À la fin de 2023, le gouvernement a obtenu un prêt global de 1,4 milliard de shekels (388 millions de dollars) pour couvrir une partie des salaires et des engagements urgents. Bien que le prêt ait temporairement permis de dégager une marge de manœuvre, il s'est ensuite transformé en un lourd fardeau, avec le début de l'échéance des versements face à des revenus faibles.

Solutions absentes... et vision attendue

Ce que vit aujourd'hui l'employé palestinien n'est pas une crise passagère, mais le résultat d'accumulations nécessitant une réforme radicale.
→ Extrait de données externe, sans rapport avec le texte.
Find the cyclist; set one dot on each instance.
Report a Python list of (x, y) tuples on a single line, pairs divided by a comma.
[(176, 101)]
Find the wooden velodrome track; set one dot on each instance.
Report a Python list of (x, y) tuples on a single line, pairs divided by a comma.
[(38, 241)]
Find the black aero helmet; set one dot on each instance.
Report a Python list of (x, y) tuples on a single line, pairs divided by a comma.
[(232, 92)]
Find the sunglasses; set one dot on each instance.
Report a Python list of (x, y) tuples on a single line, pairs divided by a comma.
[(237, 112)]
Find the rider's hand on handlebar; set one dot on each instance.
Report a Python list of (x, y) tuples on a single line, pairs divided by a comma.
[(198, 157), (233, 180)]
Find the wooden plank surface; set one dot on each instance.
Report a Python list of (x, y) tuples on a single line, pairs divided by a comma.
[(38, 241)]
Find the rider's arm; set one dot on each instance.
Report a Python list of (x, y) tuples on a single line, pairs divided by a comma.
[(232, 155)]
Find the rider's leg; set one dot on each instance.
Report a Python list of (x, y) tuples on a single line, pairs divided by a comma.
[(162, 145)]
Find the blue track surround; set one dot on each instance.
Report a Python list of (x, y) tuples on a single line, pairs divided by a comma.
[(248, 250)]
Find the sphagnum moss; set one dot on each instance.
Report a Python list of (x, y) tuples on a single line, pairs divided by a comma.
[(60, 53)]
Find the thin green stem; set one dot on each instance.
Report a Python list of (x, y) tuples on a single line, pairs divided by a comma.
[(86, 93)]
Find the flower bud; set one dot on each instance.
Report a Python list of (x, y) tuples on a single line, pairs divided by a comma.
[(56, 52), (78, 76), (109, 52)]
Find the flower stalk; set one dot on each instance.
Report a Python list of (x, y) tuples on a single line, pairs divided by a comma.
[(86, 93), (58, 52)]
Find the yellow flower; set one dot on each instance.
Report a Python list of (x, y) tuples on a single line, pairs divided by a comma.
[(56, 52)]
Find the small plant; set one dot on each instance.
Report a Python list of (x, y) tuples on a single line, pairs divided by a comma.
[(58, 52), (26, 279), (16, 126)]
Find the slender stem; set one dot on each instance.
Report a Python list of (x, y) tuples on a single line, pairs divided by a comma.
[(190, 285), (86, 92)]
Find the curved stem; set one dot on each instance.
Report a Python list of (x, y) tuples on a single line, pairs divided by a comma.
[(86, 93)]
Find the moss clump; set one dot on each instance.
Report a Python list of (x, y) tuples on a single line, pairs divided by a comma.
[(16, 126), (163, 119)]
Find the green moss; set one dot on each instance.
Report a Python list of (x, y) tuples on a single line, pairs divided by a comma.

Les solutions de fortune ne suffisent pas, et il faut adopter une vision globale fondée sur :

●     La restructuration des salaires en les reliant aux recettes effectives.

●     La réduction du sous-emploi au sein de l'appareil gouvernemental.

●     L'élargissement de l'assiette fiscale en luttant contre l'évasion et en intégrant l'économie informelle.

●     La création d'un fonds national pour les salaires garantissant un minimum décent en période de crise.

●     Le soutien à l'agriculture et à l'industrie, par le remplacement des importations et en stimulant la production locale.

De telles mesures ne sont pas de simples propositions théoriques, mais constituent une véritable porte d'entrée pour bâtir une économie plus résiliente, renforçant l'autonomie financière et rendant à l'employé sa dignité et son rôle dans le développement.

Conclusion

L'employé palestinien n'est plus seulement une victime d'une crise financière, mais vit au cœur d'une crise économique et sociale globale. La continuité de la situation actuelle sans réformes réelles menace non seulement son existence, mais met également en péril la stabilité de l'ensemble de la société palestinienne.

Cet article exprime l'opinion de son auteur et ne reflète pas nécessairement l'opinion de l'Agence de Presse Sada.